If the ellipse would be too small to be drawn in the widget, then it appears as a square, see the source 2MASS J05343561+2200372 located in 83.64842925852 +22.01034559457. If you zoom in close to this square, you’ll see the square turning into an ellipse when it is big enough to be drawn.
Displaying a QTable#
Let’s create a table from scratch and add it to the view.
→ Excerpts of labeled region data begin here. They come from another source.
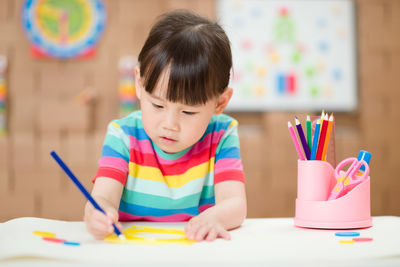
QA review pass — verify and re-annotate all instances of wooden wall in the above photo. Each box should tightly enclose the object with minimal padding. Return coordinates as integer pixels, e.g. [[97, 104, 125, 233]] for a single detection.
[[0, 0, 400, 221]]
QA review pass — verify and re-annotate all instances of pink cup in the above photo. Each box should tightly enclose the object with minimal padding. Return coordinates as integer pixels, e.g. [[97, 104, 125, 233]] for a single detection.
[[297, 160, 335, 201], [294, 160, 372, 229]]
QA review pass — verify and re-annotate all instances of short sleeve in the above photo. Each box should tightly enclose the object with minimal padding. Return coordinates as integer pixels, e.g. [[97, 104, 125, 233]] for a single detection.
[[214, 120, 245, 184], [92, 121, 130, 185]]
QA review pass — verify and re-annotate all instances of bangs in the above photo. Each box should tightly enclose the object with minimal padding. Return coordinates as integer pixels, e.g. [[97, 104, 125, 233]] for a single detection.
[[139, 10, 232, 105]]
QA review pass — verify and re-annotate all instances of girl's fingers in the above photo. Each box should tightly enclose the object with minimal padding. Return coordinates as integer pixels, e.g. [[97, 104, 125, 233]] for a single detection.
[[195, 225, 210, 241], [206, 228, 218, 241], [218, 227, 231, 240], [185, 221, 200, 240]]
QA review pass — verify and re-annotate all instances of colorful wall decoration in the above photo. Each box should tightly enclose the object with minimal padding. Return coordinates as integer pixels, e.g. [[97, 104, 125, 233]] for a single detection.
[[22, 0, 106, 59], [217, 0, 357, 111], [0, 55, 7, 138], [118, 56, 139, 117]]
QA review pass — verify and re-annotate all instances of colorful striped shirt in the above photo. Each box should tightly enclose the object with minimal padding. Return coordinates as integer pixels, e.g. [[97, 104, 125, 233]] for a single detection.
[[93, 111, 245, 221]]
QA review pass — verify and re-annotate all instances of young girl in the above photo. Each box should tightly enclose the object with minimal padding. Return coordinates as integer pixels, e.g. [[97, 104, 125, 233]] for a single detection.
[[85, 11, 246, 241]]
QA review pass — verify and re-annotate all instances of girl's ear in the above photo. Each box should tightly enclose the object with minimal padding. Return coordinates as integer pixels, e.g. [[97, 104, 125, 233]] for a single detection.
[[214, 88, 233, 115], [135, 66, 143, 100]]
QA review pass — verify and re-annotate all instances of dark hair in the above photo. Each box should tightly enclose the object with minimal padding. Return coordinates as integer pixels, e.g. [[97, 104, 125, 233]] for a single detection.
[[139, 10, 232, 105]]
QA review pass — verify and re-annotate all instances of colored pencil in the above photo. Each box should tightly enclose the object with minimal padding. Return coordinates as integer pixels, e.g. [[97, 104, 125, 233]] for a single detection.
[[50, 151, 126, 239], [321, 113, 334, 161], [306, 115, 312, 154], [320, 110, 325, 128], [295, 117, 310, 160], [310, 117, 321, 160], [288, 121, 305, 160], [315, 113, 328, 160]]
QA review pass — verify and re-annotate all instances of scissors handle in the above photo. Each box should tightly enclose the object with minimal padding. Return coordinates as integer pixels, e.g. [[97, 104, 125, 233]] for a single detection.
[[328, 158, 369, 200]]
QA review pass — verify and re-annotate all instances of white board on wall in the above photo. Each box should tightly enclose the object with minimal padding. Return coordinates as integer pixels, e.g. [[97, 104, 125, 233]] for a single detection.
[[217, 0, 357, 111]]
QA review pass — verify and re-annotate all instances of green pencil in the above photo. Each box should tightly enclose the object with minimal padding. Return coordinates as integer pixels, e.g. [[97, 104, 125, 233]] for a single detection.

We will draw CircleError shapes this time.
[5]:
t = QTable(
{
"error": [0.005, 0.002, 0.003] * u.deg,
"coo1": [83.63451584700, 83.61368056017, 83.58780251600] * u.deg,
"coo2": [22.05652591227, 21.97517807639, 21.99277764451] * u.deg,
"name": ["Source 1", "Source 2", "Source 3"],
"parallax": [1.7703, 0.5112, 0.3735] * u.mas,
},
meta={"name": "my_sample_table"},
)
aladin.add_table(
t,
name=t.meta["name"],
shape=CircleError(
radius="error",
probability_threshold=0.989, # roughly 3 sigma
),
color="pink",
ra_field="coo1",
dec_field="coo2",
)
Note that we used unconventional column names for the coordinates fields here. In this case, we can specify the column names where Aladin Lite should read the coordinates via ra_field and dec_field.
We used a very high probability threshold. This corresponds to roughly 3 sigma in the drawn circle.